Uma parte do público poderia ser efetivamente beneficiada caso alguma disposição pouco ortodoxa dos comandos pelo cockpit fosse mais "normal", tendo em vista eventuais facilidades proporcionadas para a adaptação de acordo com necessidades e preferências específicas do usuario final, seriam os condutores com alguma deficiência física que prejudique ou até impossibilite total ou parcialmente a operação dos controles de um automóvel na configuração mais usual. Ainda que a ausência de um sistema de direção assistida tanto hidráulica quanto mais recentemente elétrica invariavelmente torne mais desconfortável virar o volante usando apenas uma mão até num carro compacto como por exemplo o Gol quadrado, e o câmbio manual exigisse levar em consideração tanto as trocas de marcha quanto um acionamento para a embreagem, a forma como os principais comandos de um automóvel são dispostas torna mais complexa uma modificação para atender a um contingente maior de usuários mantendo a simplicidade inerente ao câmbio manual. Embora os recentes aumentos na demanda pelo câmbio automático até no Brasil façam parecer que essa seria a solução mais óbvia para todos desde o consumidor generalista até o cadeirante, passando por alguém com lesão grave em um ou ambos os braços que inviabilize usar a alavanca de um câmbio manual com conforto e segurança, uma viabilidade técnica para realocar alguns comandos e até a possibilidade de usar em conjunto com soluções específicas como kits de automatização da embreagem e a favor da adaptabilidade outros acessórios que são mais direcionados à preparação para competições como kits de conversão para seletor de câmbio do tipo sequencial poderia facilitar a implementação de configurações mais convenientes de acordo com as condições de cada motorista.

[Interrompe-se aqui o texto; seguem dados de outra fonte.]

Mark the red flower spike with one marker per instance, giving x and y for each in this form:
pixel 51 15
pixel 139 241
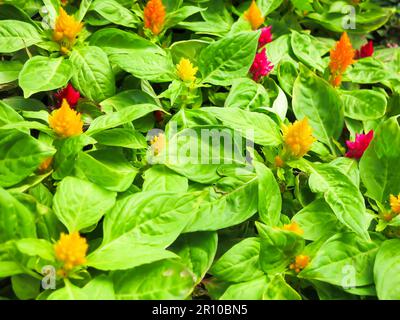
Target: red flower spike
pixel 358 147
pixel 68 93
pixel 365 51
pixel 261 66
pixel 265 37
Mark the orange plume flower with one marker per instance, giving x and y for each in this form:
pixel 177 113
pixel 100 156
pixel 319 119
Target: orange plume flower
pixel 254 16
pixel 154 16
pixel 342 56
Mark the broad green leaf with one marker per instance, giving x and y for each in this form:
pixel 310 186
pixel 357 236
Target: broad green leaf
pixel 229 58
pixel 343 196
pixel 115 13
pixel 44 74
pixel 247 94
pixel 269 195
pixel 317 220
pixel 20 156
pixel 364 104
pixel 387 270
pixel 79 204
pixel 106 168
pixel 120 137
pixel 240 263
pixel 125 253
pixel 197 251
pixel 250 290
pixel 164 280
pixel 119 118
pixel 16 35
pixel 304 48
pixel 231 201
pixel 316 99
pixel 160 178
pixel 254 126
pixel 379 164
pixel 150 218
pixel 135 55
pixel 36 247
pixel 277 248
pixel 9 71
pixel 344 260
pixel 93 76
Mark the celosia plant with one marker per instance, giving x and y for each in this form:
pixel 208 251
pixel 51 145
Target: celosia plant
pixel 212 149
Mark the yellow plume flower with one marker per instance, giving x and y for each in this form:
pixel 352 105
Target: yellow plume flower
pixel 293 227
pixel 186 70
pixel 395 203
pixel 342 56
pixel 154 16
pixel 254 16
pixel 65 121
pixel 158 144
pixel 66 28
pixel 300 263
pixel 71 250
pixel 298 138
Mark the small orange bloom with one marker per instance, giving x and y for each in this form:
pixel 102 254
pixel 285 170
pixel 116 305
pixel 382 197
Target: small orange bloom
pixel 395 203
pixel 254 16
pixel 154 16
pixel 300 263
pixel 66 122
pixel 293 227
pixel 342 56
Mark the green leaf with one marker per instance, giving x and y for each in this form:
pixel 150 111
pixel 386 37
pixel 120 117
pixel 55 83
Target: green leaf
pixel 269 195
pixel 93 76
pixel 386 270
pixel 80 204
pixel 317 220
pixel 240 263
pixel 304 47
pixel 25 287
pixel 160 178
pixel 229 58
pixel 100 288
pixel 16 221
pixel 263 130
pixel 125 253
pixel 233 200
pixel 247 94
pixel 343 196
pixel 197 251
pixel 379 164
pixel 20 156
pixel 44 74
pixel 16 35
pixel 315 99
pixel 163 280
pixel 116 13
pixel 345 260
pixel 250 290
pixel 119 137
pixel 36 247
pixel 9 268
pixel 277 248
pixel 135 55
pixel 9 71
pixel 150 218
pixel 106 168
pixel 364 104
pixel 119 118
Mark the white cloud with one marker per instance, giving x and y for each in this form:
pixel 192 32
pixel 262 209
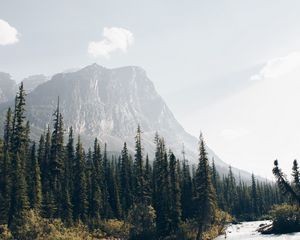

Lembrando que o câmbio manual chegou a ter uma prevalência tão forte e aparentemente incontestável no Brasil, a ponto de tornar mais complexas as adaptações necessárias para por exemplo um cadeirante conduzir com segurança e conforto, e a um patamar menor comparado ao câmbio automático a bem da verdade, outro ponto a salientar é o acionamento de uma embreagem automática poder ser suprido pelo vácuo gerado no coletor de admissão em alguns motores a gasolina de concepção mais austera como foi o EA827 "AP" na linha Volkswagen. Método mais comum para os kits de automatização da embreagem que se usavam em veículos adaptados, usando solenóides que podiam ser acionados por sensor de toque e controlados por microprocessadores capazes de proporcionar uma maior progressividade do sistema, é justo supor que uma tecnologia capaz de facilitar alterações específicas no cockpit de veículos de várias categorias seria insuficiente para justificar tal abordagem junto ao público generalista por conta de uma incompatibilidade com motores Diesel, que chegaram a ser oferecidos no exterior até em modelos como o Volkswagen Polo Classic argentino trazido ao Brasil somente com o motor AP 1.8 a gasolina e alguns raros exemplares com motor 1.0 de 16 válvulas. Curiosamente o Polo Classic chegou a ter oferecida no México e na Europa a opção pelo câmbio automático, e somente com os motores a gasolina, e apesar de ser tecnicamente compatível com motores Diesel estava longe de ser uma prioridade diante de um perfil mais austero dos adeptos desse tipo de motorização em veículos compactos durante o ciclo de produção do Polo Classic que foi de '95 a 2002 na Europa e de '96 a 2009 na Argentina abrangendo a importação ao Brasil entre '96 e 2002.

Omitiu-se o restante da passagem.